All that ranted, I really wish the inimitable AA Gill’s main outlet would open his reviews up to the big wide world again (and not just so I can get more people looking here for “porn star’s scrotum”). His writing is so great I can almost forgive him shooting a simian. Luckily, he also does interviews, and one in Oz made a fascinating argument against one of my “food critic” idols. I find the way she thought and stitched together words so seductive that I have actually read her late at night and considered getting out of bed and heading out to find grape leaves and mushrooms to bake with garlic. But Mr. Cranky makes the good point that her romanticizing of Mediterranean food, in a country still gasping for real chocolate after wartime rationing, set British cuisine back for decades. His review of the new St. John, scanned and emailed by a friend of ours in London, was caustic enough to make me wonder if he might have been appeased if a shooter’s sandwich had been on the menu.

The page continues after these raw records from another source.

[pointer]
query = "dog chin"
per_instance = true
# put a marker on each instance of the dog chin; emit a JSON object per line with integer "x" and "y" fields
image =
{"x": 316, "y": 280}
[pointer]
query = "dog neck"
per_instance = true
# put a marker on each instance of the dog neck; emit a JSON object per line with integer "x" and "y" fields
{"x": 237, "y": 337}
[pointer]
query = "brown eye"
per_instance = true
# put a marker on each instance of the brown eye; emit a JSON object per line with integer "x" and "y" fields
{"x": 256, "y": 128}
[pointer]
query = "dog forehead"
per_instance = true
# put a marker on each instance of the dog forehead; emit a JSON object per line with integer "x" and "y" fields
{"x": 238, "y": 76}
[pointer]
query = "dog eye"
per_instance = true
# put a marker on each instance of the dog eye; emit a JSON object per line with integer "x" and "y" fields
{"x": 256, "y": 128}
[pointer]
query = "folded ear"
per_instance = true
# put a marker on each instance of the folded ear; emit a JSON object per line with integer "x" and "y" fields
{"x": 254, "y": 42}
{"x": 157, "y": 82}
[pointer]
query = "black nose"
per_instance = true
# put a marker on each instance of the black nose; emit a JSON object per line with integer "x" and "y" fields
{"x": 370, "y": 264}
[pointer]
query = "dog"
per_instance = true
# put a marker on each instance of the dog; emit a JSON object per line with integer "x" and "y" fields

But I do trust his take on the pork & beans, far more than what a critic closer to home said with not even a quarter of his ease with the King’s English.

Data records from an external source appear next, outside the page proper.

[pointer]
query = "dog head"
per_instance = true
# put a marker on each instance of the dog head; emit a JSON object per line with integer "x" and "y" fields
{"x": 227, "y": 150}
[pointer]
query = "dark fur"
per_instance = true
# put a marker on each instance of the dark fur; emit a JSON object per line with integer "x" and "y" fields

Caesar salad: One from Column Cliché
Three words on elBulli: Make it stop. It’s impossible to parody at this point, no matter how jealous you are you missed the helicopter. So up that to five words: Make it fucking stop. Please.
70th & Lunt
As everyone addicted to it knows, Twitter is the wrong room for an altercation. But as everyone addicted it to it also knows, it is very hard to resist low-hanging baited fruit. So I should have clicked faster when I saw a big name in food wondering if anyone in my part of this little island had actually eaten at a restaurant most of us in these parts had never even heard of. But my point — who but a Brooklynite looking for fodder would bother? — got lost. I guess I came off the dummy for not having succumbed to acknowledging a place that, if it survives, will only do so for a few years because of the old location, location maxim. Having lived up in these parts for going on 30 years, though, I’m not too worried. With a plethora of restaurants opening as canteens for the priciest co-op in the city, the mediocrities that traditionally survived thanks to proximity to Lincoln Center curtains may have to try a little harder. As in: Make the natives restless. Or at least aware.